Le Tribunal Administratif de La Réunion, statuant en référé sur le fondement de l’article L. 521-3 du code de justice administrative, a rejeté la requête de M. B... qui demandait d’enjoindre à la CAF de régulariser ses droits à l’aide au logement pour la période antérieure à décembre 2025. Le juge a estimé que la condition d’urgence n’était pas remplie, faute de retard anormal de l’administration pour statuer sur la réclamation du requérant. La solution retenue est le rejet de la requête, sans examen au fond.
Texte intégral
Vu la procédure suivante :
Par une requête enregistrée le 8 février 2026, M. A... B... demande au juge des référés, sur le fondement de l’article L. 521-3 du code de justice administrative, d’enjoindre à la caisse d’allocations familiales (CAF) de La Réunion de régularises ses droits à l’aide au logement pour la période antérieure à décembre 2025.
Il soutient que :
- la CAF, qui a régularisé ses droits à compter de décembre 2025, se doit de statuer sur ses droits pour la période antérieure ; elle n’a pas encore pris position sur la demande présentée en ce sens ;
- la mesure sollicitée présente un caractère utile et urgent, dès lors qu’il doit faire face actuellement à un retard de loyer et un indu d’allocations France Travail.

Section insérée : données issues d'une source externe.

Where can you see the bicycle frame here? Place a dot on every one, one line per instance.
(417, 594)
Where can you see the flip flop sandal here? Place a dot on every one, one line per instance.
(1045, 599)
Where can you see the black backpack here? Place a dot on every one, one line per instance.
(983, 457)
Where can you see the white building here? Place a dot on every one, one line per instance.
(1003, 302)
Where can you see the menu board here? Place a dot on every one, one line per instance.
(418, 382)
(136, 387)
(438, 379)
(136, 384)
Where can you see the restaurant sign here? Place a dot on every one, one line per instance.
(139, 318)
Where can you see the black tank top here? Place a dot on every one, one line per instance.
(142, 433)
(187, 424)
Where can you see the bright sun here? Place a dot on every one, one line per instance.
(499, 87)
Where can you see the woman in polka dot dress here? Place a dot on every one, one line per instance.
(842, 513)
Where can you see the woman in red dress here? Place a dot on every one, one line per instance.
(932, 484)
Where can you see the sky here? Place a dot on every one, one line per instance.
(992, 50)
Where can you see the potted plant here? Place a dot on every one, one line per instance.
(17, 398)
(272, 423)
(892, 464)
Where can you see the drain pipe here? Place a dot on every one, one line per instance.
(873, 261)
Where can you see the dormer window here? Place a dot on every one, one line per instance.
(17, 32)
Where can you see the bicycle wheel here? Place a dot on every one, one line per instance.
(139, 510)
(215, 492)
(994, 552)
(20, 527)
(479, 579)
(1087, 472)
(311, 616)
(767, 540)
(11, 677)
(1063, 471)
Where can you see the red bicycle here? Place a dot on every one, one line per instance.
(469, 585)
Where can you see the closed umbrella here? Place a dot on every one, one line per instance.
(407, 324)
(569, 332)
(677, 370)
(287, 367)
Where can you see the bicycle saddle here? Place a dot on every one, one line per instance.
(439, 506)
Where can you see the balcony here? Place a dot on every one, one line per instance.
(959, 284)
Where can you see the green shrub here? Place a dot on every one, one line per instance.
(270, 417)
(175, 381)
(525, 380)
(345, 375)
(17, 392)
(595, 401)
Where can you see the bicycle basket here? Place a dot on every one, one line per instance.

Vu les autres pièces du dossier.
Vu la décision du président du tribunal désignant M. Aebischer, vice-président, en qualité de juge des référés.
Vu :
- le code de la construction et de l’habitation ;
- le code de justice administrative.
Considérant ce qui suit :
1. Aux termes de l’article L. 521-3 du code de justice administrative : « En cas d’urgence et sur simple requête qui sera recevable même en l’absence de décision administrative préalable, le juge des référés peut ordonner toutes autres mesures utiles sans faire obstacle à l’exécution d’aucune décision ». En vertu de l’article L. 522-3 du même code, le juge des référés peut rejeter la requête sans instruction lorsque la condition d’urgence n’est pas remplie.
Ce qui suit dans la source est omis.